Dass die Firma eine qualifizierte Fachkraft verliert, ist eine Sache. Mit der Ablehnung des Asylantrags wird aus Sicht der Helfer jedoch auch den Kindern bitter nötige Hilfe verwehrt. Denn zwei von ihnen, Solina (zwei Jahre alt) und Qendrim (elf), sind taub. Luitgard Buchholz, die sich besonders um die beiden hörbehinderten Kinder kümmert, informiert: "Bei Solina wäre ein Cochlea-Implantat ideal. Mit diesem wird sie hören können." Qendrim benötigt eigentlich eine spezielle Förderung. "Hier besucht er die vierte Klasse einer Regelschule. Er hat zum Glück eine sehr engagierte Lehrerin", sagt Buchholz. Der Elfjährige sei in der Klasse voll integriert, habe Freunde und verbringe auch viel seiner Freizeit mit ihnen, beispielsweise im Jugendhaus.
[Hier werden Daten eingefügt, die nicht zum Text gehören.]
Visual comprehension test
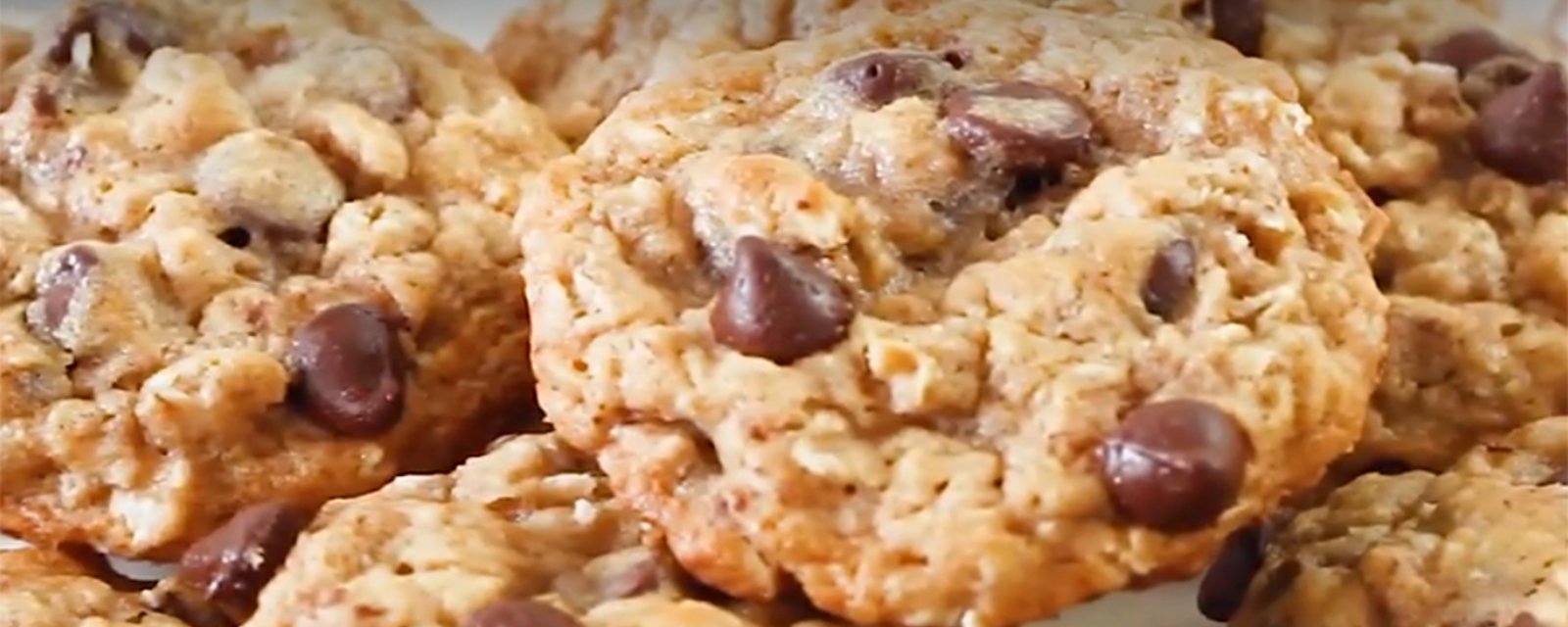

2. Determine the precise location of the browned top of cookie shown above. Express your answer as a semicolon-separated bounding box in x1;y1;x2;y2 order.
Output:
517;2;1385;625
0;0;564;555
0;549;185;627
1210;417;1568;627
153;436;840;627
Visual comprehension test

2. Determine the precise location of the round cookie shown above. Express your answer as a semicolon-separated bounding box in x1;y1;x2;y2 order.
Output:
0;0;564;556
1204;417;1568;627
0;549;185;627
160;436;847;627
517;2;1386;625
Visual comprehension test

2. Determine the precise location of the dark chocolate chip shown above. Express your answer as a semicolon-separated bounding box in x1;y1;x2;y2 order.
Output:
463;601;580;627
1460;57;1540;110
1198;525;1264;622
828;50;955;107
1142;238;1198;319
1469;63;1568;185
1209;0;1267;57
178;502;311;617
33;245;99;334
1100;400;1251;533
290;303;411;437
45;0;180;65
943;83;1095;170
709;235;855;365
218;225;251;248
1421;28;1531;76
Die Universitätsklinik Freiburg hat für Solinas Implantate bereits einen positiven Bescheid erstellt. Die Krankenkasse würde die Kosten für die Operation übernehmen. Zwei Förderschulen für Gehörlose haben zugesagt, Qendrim aufzunehmen. "Alles steht und fällt mit der Bewilligung des Asylantrags", sagt Susanne Spengler. Denn das Implantat benötigt intensive Nachsorge – die Ärzte wollen nicht operieren, wenn offen ist, ob Solina dafür in Deutschland bleiben wird.
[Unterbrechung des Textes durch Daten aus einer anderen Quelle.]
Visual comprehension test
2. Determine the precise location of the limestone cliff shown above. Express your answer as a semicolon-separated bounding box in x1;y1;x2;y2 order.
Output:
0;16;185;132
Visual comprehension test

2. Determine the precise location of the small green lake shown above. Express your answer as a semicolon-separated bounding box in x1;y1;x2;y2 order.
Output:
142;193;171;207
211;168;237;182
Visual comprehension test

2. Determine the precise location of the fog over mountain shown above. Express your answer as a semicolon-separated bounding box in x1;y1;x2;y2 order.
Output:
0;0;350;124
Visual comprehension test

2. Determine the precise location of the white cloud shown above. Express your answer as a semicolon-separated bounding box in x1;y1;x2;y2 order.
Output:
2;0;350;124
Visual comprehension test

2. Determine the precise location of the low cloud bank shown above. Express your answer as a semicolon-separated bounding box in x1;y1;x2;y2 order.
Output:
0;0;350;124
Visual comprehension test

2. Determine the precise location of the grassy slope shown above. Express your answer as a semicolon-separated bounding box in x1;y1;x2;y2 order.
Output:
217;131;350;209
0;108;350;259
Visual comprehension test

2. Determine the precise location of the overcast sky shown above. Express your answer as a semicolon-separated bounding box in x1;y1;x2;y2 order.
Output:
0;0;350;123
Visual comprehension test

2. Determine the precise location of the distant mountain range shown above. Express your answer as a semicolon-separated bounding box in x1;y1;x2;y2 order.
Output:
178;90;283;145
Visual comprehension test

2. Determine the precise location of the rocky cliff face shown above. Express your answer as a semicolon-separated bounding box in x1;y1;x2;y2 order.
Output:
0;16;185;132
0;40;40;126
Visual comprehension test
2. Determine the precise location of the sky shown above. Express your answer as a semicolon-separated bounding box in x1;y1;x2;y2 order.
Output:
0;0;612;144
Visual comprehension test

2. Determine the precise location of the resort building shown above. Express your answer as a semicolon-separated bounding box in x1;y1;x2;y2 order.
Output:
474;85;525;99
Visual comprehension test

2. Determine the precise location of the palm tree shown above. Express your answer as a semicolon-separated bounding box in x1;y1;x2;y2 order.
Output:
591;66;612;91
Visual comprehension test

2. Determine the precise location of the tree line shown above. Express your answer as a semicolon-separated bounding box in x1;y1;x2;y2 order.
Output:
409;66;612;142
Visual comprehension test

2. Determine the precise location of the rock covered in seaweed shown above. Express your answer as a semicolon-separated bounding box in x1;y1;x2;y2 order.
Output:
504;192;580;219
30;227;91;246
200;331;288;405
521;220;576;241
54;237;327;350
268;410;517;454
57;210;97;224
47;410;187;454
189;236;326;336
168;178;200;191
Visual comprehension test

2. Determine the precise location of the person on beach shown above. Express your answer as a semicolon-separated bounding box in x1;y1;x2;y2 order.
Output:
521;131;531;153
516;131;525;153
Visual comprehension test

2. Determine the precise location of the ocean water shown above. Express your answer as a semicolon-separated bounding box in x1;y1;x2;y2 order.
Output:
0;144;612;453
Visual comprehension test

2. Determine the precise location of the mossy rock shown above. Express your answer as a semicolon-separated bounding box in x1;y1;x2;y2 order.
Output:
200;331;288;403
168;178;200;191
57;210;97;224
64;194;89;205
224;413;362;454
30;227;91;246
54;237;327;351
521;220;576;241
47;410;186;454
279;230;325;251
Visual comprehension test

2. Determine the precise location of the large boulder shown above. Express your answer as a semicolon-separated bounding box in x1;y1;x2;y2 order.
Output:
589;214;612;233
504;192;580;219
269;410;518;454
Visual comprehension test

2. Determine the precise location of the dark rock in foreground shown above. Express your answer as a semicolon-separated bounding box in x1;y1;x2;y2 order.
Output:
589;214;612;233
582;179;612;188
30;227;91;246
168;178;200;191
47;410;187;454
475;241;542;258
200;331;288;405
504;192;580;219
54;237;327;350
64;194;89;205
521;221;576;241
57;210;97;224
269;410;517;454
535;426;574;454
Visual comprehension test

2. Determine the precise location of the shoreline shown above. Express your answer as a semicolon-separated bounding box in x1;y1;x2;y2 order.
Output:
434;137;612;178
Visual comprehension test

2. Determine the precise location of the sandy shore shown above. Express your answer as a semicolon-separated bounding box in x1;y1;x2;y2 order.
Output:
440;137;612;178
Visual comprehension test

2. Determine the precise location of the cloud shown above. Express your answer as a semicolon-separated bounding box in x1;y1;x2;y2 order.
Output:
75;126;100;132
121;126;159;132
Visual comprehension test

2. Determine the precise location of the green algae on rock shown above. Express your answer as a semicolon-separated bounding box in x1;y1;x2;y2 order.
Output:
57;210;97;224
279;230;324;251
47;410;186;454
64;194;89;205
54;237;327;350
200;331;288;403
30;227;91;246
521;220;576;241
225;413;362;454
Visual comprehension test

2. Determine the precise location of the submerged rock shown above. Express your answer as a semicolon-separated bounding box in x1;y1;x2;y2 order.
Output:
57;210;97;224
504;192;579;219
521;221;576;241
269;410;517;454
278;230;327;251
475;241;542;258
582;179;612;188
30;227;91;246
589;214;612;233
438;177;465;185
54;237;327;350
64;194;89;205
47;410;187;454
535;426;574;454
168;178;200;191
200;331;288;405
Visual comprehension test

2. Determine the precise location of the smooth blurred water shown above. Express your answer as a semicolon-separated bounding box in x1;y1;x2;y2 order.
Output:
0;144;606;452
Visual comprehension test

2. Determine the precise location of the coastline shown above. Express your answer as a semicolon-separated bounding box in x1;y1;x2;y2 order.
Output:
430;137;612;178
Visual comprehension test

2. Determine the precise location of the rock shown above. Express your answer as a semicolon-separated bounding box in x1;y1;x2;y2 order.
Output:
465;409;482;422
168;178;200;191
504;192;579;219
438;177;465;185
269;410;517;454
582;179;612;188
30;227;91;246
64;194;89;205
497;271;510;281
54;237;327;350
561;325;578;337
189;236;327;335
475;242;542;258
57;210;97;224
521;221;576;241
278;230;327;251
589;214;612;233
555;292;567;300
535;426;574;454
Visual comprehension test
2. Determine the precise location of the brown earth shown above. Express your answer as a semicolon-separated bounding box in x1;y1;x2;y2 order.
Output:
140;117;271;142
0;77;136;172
Keine Versorgung im Kosovo

Im Kosovo wird sie eine solche Versorgung nicht bekommen. Die Familie Zymeri gehört zur Volksgruppe der Aschkali, eine Teilgruppe der Roma. Jens Spengler erklärt: "Sie werden im eigenen Land diskriminiert, sie sind gesellschaftlich gesehen im Kosovo unterste Stufe." Und so sei die Triebfeder für Selim Zymeris Neuanfang in Deutschland gewesen, den Kindern eine Zukunft zu bieten. Gerade die beiden hörbehinderten, sind sich die Helfer einig, werden im Kosovo keine haben. "Hier ist eine reine Schreibtischentscheidung getroffen worden. Der Kosovo ist in den Augen der Politik ein sicheres Herkunftsland. In Anbetracht der hier vorliegenden Situation fehlt mir jegliches Verständnis dafür", sagt Jens Spengler.

Die Mutter Haxhere hat aufgrund der ungewissen Situation gesundheitliche Probleme und bereits Krankenhausaufenthalte hinter sich. Sie habe große Angst, dass die Familie in einer Nacht-und-Nebel-Aktion aus dem gewohnten Umfeld gerissen werde.
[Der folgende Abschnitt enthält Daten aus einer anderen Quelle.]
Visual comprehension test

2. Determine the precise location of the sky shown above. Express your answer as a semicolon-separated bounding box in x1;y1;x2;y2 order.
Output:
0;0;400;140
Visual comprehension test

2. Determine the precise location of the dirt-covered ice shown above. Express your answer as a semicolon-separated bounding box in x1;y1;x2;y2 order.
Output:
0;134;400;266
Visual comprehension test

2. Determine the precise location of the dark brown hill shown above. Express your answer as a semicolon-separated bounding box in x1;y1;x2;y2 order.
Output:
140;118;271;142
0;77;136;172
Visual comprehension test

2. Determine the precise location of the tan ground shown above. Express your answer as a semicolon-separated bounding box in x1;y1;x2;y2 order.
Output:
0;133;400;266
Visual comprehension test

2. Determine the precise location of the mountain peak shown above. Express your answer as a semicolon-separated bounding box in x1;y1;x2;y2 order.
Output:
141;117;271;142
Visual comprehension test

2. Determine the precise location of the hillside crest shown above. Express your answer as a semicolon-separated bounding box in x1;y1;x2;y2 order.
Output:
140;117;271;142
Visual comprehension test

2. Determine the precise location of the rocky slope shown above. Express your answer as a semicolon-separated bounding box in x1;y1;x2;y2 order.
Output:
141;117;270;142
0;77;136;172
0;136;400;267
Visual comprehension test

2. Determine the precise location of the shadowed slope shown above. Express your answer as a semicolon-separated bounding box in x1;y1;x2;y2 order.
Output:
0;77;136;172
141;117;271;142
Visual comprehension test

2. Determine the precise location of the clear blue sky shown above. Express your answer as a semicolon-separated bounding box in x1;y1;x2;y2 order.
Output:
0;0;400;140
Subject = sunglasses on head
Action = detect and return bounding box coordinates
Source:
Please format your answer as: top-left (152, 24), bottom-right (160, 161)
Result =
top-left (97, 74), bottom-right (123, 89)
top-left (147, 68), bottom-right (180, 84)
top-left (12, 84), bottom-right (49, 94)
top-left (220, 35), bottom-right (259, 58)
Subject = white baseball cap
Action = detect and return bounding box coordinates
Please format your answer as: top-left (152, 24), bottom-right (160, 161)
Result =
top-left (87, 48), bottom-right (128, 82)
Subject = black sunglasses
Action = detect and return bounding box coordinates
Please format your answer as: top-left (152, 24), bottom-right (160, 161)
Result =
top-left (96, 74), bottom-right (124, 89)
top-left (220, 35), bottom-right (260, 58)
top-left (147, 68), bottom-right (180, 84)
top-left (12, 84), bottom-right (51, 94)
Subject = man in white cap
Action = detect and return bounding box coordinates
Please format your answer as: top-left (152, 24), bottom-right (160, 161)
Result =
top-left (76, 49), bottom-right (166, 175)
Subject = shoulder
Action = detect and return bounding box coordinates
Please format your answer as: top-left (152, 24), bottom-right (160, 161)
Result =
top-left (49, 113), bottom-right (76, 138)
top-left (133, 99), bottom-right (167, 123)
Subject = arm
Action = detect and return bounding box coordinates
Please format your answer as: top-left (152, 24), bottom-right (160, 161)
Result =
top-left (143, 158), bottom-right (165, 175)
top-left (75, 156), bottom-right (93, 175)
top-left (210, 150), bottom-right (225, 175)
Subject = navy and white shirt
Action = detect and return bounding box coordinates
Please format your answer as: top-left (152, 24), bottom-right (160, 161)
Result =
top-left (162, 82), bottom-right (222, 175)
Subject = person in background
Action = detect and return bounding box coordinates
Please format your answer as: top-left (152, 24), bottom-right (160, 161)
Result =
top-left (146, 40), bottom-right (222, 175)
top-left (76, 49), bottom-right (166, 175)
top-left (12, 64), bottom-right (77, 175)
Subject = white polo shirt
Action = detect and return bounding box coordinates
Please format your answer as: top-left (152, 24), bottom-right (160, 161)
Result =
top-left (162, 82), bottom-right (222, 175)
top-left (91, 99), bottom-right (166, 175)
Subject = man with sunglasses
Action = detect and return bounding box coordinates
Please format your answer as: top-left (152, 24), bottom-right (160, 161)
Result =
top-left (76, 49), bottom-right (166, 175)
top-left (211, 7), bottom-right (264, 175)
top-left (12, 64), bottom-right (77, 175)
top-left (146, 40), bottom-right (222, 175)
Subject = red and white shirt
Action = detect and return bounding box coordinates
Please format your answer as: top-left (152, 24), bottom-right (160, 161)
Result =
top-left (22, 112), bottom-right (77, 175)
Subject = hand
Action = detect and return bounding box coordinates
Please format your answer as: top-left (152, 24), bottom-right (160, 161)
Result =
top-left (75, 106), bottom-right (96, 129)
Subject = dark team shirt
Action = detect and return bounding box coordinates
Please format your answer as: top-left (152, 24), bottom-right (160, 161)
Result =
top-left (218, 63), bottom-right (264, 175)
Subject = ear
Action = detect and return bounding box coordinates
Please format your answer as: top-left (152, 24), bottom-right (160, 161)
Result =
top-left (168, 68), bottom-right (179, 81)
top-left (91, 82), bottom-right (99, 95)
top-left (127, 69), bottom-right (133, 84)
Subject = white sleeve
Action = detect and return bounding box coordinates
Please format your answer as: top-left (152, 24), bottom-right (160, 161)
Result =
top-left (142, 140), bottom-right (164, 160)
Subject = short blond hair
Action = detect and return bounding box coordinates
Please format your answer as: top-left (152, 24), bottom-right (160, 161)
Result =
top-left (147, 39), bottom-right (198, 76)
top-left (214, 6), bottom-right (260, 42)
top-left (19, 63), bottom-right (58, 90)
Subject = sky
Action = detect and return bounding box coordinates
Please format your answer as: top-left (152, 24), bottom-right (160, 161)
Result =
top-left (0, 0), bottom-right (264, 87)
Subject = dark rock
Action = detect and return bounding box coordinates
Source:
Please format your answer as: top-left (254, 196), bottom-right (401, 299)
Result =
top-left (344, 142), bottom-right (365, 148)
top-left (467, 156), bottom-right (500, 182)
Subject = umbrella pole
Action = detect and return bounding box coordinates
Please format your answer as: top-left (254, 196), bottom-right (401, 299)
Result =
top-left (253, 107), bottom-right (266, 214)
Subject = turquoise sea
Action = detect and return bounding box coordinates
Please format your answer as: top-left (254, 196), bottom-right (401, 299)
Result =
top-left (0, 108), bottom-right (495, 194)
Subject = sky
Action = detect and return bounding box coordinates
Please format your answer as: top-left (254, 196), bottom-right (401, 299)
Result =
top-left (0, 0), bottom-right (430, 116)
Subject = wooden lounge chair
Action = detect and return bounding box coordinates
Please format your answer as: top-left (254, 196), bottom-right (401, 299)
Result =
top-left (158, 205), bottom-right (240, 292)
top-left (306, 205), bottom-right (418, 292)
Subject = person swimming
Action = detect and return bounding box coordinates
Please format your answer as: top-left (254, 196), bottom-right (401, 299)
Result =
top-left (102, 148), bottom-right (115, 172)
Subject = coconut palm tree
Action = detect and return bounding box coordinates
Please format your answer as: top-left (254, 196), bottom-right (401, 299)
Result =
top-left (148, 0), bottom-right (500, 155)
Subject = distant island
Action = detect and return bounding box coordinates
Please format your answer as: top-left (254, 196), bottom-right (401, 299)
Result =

Dass das zumindest in der nächsten Zeit nicht passieren wird, ist wohl eher ein schwacher Trost. Am Freitag ist eine Eingabe bei der Härtefallkommission erfolgt. So lange diese den Fall prüft, was in der Regel etwa sechs Monate dauert, wird die Familie auf keinen Fall abgeschoben. Der Eingabe liegen zahlreiche Schreiben bei, die sich für einen Verbleib der Familie aussprechen: Von Ärzten und der Krankenkasse, diverser öffentlicher Institutionen und der Stadt Haslach selbst. Die Landtagsabgeordneten Sandra Boser (Grüne) und Marion Gentges (CDU) sind inzwischen ebenfalls mit im Boot. In Haslach hoffen nun alle Beteiligten darauf, dass der Asylantrag der Familie Zymeri doch noch bewilligt wird.

INFO

Hilfe für die Zymeris

 Für den Verbleib der Familie Zymeri in Deutschland werden derzeit Unterschriften gesammelt. Laut Jens Spengler sind bislang gut 2000 zusammen gekommen, die dem Härtefallantrag hinzugefügt werden. Die Liste liegt im Haslacher Caritashaus aus, weitere Informationen erteilt dort auch Constanze Blank.  Während klassische Hörgeräte die Lautstärke von Geräuschen erhöhen, übernimmt ein Cochlea-Implantat bei Hörbehinderten die Funktion der beschädigten Teile des Innenohrs. Das Implantat überträgt Audiosignale ins Gehirn.